2 tablespoons vegetable oil
1/3 cup thinly sliced shallots
3 tablespoons minced garlic
2 ounces brandy
1 ounce sugar
2¼ ounces salt
1 teaspoon freshly ground black pepper
1 teaspoon tinted cure mix
3/4 teaspoon pâté spice (equal parts cumin, coriander, paprika, cayenne, clove, and fennel seeds)
4½ pounds pork shoulder, cut into 2-inch cubes
2 pounds ham, cut into 2-inch cubes
½ cup heavy cream
3 large eggs
3 tablespoons potato starch
1 cup ketchup
½ cup Worcestershire sauce
3 tablespoons soy sauce
2 tablespoons honey
2 cups all-purpose flour
1 tablespoon salt
21/3 cups dashi
½ cup onion, thinly sliced
1 quart loosely packed bean sprouts, green caps removed
1 quart thinly sliced and tightly packed cabbage
3 tablespoons vegetable oil
1 bunch scallions, thinly sliced
1 cup bonito flakes
2 anori (dried seaweed)
For the House-made Spam:
Heat vegetable oil in a pan, sweat the shallots and garlic, and deglaze with 1.5 ounces of brandy. Cool. Combine the sugar, salt, pepper, tinted cure mix, and pate spice. Combine the pork and ham cubes in a large bowl. Sprinkle the spice mixture over the pork mixture. In a meat grinder, grind the pork and ham through a large dye. Combine half of the ground mixture with the shallot-brandy mixture, and grind though a small dye.

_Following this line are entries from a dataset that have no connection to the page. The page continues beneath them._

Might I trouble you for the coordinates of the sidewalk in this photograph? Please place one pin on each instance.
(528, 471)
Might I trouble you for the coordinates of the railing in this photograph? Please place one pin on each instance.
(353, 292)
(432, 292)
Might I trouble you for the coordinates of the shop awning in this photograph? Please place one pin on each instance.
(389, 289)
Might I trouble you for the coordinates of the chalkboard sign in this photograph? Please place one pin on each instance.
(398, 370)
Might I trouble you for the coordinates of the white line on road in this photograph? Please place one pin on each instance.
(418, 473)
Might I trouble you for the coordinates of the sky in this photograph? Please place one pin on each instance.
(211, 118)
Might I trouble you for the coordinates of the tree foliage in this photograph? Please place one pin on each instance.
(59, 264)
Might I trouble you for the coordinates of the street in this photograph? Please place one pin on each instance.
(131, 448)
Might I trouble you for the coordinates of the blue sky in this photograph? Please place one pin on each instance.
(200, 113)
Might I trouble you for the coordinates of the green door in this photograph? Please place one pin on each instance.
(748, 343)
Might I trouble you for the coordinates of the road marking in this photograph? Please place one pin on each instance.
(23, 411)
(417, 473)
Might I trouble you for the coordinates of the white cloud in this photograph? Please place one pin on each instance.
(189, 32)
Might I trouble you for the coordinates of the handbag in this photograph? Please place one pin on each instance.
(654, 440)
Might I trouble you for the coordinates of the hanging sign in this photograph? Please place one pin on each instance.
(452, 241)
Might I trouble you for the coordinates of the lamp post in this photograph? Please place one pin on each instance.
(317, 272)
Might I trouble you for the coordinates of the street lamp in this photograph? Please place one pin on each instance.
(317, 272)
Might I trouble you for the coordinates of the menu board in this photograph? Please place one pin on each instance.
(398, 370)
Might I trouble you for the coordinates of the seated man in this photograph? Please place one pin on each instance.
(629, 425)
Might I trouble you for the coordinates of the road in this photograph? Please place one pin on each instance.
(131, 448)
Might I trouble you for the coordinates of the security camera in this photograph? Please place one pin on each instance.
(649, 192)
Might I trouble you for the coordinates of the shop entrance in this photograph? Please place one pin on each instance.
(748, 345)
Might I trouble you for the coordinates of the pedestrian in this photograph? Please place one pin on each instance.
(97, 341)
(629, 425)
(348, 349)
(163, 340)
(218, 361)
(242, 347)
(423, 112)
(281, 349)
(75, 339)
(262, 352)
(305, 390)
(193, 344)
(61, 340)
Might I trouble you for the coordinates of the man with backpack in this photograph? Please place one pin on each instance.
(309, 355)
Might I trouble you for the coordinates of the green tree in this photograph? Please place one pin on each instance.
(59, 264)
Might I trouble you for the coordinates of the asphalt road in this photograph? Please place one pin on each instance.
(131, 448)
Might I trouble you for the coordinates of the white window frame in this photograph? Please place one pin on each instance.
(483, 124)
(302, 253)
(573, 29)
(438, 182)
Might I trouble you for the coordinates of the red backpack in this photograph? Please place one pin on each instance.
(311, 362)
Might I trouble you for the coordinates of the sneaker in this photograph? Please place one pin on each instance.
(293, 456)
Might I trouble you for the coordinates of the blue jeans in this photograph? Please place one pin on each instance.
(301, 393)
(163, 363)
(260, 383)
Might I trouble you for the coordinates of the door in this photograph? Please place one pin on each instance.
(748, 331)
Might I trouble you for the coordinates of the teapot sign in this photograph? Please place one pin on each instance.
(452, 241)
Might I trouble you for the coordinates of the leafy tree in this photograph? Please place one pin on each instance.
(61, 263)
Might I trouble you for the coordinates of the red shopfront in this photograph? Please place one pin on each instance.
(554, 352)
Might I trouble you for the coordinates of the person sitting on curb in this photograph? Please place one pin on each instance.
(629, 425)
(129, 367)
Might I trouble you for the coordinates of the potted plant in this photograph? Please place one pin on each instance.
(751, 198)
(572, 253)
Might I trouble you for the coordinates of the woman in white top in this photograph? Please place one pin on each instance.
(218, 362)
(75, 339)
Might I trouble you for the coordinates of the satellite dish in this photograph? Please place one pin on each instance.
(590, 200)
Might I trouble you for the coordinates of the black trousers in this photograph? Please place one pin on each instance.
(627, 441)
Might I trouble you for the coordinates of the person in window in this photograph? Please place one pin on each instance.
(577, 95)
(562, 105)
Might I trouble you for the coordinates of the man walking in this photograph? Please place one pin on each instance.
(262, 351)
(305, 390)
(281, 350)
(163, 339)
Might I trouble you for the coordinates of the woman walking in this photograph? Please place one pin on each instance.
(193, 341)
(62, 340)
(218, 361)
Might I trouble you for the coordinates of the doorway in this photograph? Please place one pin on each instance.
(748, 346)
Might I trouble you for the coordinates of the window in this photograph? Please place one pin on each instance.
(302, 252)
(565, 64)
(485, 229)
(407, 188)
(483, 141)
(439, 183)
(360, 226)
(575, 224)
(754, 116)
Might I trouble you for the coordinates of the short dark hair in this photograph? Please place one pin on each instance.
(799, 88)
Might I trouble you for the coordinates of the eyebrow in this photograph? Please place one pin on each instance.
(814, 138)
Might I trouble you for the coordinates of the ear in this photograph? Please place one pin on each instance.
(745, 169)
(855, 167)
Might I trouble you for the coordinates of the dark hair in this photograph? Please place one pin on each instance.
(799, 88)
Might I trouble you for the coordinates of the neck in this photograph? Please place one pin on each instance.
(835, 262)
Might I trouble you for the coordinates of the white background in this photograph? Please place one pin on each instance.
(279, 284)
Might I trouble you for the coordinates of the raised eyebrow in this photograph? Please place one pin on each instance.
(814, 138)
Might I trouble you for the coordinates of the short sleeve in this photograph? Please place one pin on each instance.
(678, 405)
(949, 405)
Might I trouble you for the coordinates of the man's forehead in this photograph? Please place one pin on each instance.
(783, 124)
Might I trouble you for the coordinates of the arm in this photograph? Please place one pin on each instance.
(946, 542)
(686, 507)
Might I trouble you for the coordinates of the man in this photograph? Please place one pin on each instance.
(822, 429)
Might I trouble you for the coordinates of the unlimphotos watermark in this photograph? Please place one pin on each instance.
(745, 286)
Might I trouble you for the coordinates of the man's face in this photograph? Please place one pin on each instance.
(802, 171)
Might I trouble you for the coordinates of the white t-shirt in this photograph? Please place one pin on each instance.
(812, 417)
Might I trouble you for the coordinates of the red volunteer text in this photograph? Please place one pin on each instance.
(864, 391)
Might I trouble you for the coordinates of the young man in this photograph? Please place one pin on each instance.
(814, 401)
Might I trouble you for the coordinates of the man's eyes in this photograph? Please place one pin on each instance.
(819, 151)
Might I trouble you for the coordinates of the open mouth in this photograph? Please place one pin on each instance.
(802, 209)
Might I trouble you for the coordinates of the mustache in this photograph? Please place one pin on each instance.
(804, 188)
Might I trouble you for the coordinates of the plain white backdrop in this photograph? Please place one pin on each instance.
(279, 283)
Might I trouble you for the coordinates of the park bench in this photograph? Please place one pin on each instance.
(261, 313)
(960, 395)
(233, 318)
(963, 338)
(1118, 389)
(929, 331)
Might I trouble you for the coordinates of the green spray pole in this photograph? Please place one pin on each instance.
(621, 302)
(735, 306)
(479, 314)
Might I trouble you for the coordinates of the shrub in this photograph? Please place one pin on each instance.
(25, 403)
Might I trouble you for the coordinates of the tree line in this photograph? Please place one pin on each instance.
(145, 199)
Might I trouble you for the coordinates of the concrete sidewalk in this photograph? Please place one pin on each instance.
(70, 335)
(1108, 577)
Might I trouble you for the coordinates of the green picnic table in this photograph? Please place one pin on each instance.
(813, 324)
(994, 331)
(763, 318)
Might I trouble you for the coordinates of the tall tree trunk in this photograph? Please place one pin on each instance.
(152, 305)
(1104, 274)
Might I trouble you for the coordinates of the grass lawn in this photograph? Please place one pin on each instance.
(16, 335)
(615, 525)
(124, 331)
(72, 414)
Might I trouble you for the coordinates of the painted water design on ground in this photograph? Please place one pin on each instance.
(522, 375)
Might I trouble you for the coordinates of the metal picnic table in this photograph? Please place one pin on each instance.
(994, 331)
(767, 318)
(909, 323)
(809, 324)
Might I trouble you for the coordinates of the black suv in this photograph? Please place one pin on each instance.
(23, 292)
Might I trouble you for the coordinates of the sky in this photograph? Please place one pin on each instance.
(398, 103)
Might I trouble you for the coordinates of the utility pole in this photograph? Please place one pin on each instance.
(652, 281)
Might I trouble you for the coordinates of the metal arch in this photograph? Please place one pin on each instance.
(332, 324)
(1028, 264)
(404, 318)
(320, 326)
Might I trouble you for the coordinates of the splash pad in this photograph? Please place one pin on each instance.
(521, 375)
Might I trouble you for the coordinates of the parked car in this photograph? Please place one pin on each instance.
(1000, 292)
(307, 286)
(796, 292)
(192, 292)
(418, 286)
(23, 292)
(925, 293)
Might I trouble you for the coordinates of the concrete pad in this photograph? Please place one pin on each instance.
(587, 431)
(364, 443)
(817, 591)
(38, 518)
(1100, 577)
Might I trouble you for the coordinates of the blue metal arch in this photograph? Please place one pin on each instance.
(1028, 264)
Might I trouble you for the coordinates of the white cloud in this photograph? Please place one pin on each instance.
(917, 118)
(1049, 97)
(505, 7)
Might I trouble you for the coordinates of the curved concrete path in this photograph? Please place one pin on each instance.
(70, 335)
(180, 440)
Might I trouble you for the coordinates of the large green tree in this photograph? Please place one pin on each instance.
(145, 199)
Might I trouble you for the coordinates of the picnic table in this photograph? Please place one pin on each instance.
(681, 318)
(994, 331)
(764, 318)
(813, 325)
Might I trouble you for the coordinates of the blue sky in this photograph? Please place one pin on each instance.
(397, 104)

Whisk together heavy cream, eggs, potato starch, and 0.5 ounces brandy. Transfer the ground meat to the bowl of a stand mixer fitted with a paddle attachment. Turn on the mixer, and slowly incorporate the cream mixture. When all the cream is incorporated, take a small amount of the meat, wrap it in a plastic wrap, and poach in simmering water. Taste and adjust the seasoning.
Put the mixture in a plastic wrap-lined terrine mold, and cover with plastic wrap. Put another terrine mold on top of the meat, filled with 3 pounds of weight. Press overnight in a refrigerator.
Preheat the oven to 325ºF. Remove the weight and cover the terrine with foil.
Cook in a bain-marie for about 2 hours, until the center reaches 147 ºF. Put the weighted terrine mold back on the cooked spam, and press overnight in the refrigerator.
Unmold the spam and cut it into ½-inch size cubes. Wrapped tightly in plastic wrap and refrigerated, the spam will last for a few weeks.
For the Okonomi Sauce:
Whisk together ketchup, Worcestershire sauce, soy sauce, and honey.
For the Batter:
Whisk together the flour, rice flour, salt, and sugar. Pour in the dashi, and whisk until smooth. Stir in the onion, bean sprouts, and cabbage.
To Assemble and Serve:
Heat the vegetable oil on medium-high in a non-stick pan. Add 7 to 8 House-made Spam cubes. Pour in 1½ cups Batter on top of House-made Spam; gently press and shape the Batter to the size of the pan. Cook for 5 minutes or until the bottom of the okonomiyaki turns golden brown, adding more oil, if necessary. Flip the okonomiyaki to show off your pancake flipping skills (or use a spatula). Cook 5 minutes more, or until the other side browns. Cut into 6 or 8 pieces. Plate the okonomiyaki pieces and sauce generously with Okonomi Sauce and Kewpie mayonnaise. Garnish with scallions, bonito flakes, and dried seaweed. Serve immediately, as the bonito flakes moves with the heat from okonomiyaki.